I served in the army airborne in Vietnam 1966- 1967. I spent time on point and recon. I am a disabled veteran and was told I would always have a severe limp. I almost lost my leg.

I am 56 years old (2002) but it seems like yesterday in my mind that it all happened. So much took place out there, many of us have not returned from the war yet, in our minds. I am continually haunted by memories of yesterday. My thoughts are full of things that happened that I couldn't erase. They play over and over in my head. Things that only lasted a minute have lasted a lifetime! Forget about sleeping, the only way I could deal with the nights was to drive. Driving seemed to help keep my mind off things but I was on a self-destruction mission. I felt that because I didn’t get killed over there, I was invincible for sure here. I had built a Harley and began riding like there was no tomorrow. I used all the vices of the world to get through each day. Women were available but I couldn’t have a relationship because all I had on my mind was the war. It was all I could do to hold a job. I worked all right, but alone. No one dared approach me, they left me alone. Something you got use to. You leaned in Nam that you don’t make friends with the new guys because you knew they wouldn’t be around very long. My heart was hardened and all I did day after day in the jungle was learn to survive and kill anything that moved.

One day, 15 years after my tour of duty, I no longer could stand the torment of the memories anymore. Things got more intense as the years went by. The memories became ingrained in my mind that they became bigger and bigger and harder to deal with. The only way I could get out of this mess was to kill myself. But then I was unsure about that because I didn't understand why I wasn't killed over there. So I struggled with the thoughts of suicide, but still couldn’t go on like this.

I tried talking to God but I had my doubts about Him because how could a God of love let all this happen. I recall one guy, a devoted "Believer" who would share things about his faith with the other guys. I even felt kinda invincible around him knowing he had a direct line to the Almighty when one day I watched him get blown up. My whole idea of God that day got blown up too! I felt God betrayed this "Believer" and I lost faith then. I really wasn’t sure what to expect, if any thing, when I decided to call on God again. I truly wanted to live. I wanted my life back. To be sane again! I wanted peace of mind. I didn't want to live under the guilt I had been carrying all these years. The guilt of being alive.

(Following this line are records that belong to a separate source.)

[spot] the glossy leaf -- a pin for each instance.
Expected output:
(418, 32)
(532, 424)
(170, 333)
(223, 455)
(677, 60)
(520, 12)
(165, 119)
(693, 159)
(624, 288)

Too many things changed when I returned to the States, no one knew me anymore, nor did I care. There was no one to trust. The war became between me and everything and everyone. So I called on God again. I remember what I felt but not exactly what I said, it must have been OK because I knew I had been changed inside. Something happened this time. As time went on, I got to know Him and His Son Jesus. I found a river and baptized myself. I was still alone physically, but not spiritually. I realized the sacrifice Jesus gave toward a world that was insane, and still is.

"Jesus came to save that which was lost" is what I remember reading form the bible a long time ago. He didn’t take the situations or memories away, but did come to give power, contentment, peace of mind and understanding to get through and overcome them. The hate I harbored began to subside. The guilt I was living began to diminish. Not until I came to grips with God was I able to share any of this with my wife - who is writing all this down for me. I still remember everything as yesterday, but it doesn’t overtake me like it did before. The nights are still long at times, but I’m not alone anymore. I don’t have to sleep with one eye open for self-preservation. I have come to know the One who is my preserver and my protector. I can sleep through the night now. Jesus took residence in my life and can live in you too. He can forgive you of everything, no matter what it was or is. I know, I had a lot to be forgiven for. He can even help you forgive others. He already suffered on the cross for you; you no longer have to suffer any longer. The bible says "For God so loved the world that He gave His only begotten Son, that whoseover believes in Him should not perish but have everlasting life." John 3:16

If you suffer from pain (physically or mentally), guilt, hate, confusion, alcoholism, drug abuse, insanity or the like, it’s time to be made whole again. You can be delivered as I was. If you are not a believer, ask Jesus in your heart now. If you are a believer, ask Him to help you to forgive and help you let it go. Ask Him to cleanse your mind from thoughts of the war and destruction and help you begin a new life NOW. It’s not too late! I once thought it was, but God showed me different. All I had to do was ask. Ask Him today! The bible says that we have not because we ask not.

I now have a life. I have been married 13 years at the writing of this (2002), and am loved as I’ve never been loved before. My wife honors me. She cares for me and I care for her. We communicate every day. We share our intimate thoughts and feelings with each other. Something I never could do. There was just too much hurt in the way.

I don’t know what plans God has for you, but if He did all this for me, He can do it for you.

Oh, by the way, I don’t walk with a limp either…

Rover

A prayer for you: Psalm 51:1-2

"Have mercy on me O God, according to they loving kindness, according unto the multitude of thy tender mercies, blot our my transgressions. Wash me thoroughly from my iniquity and cleanse me from all my sins."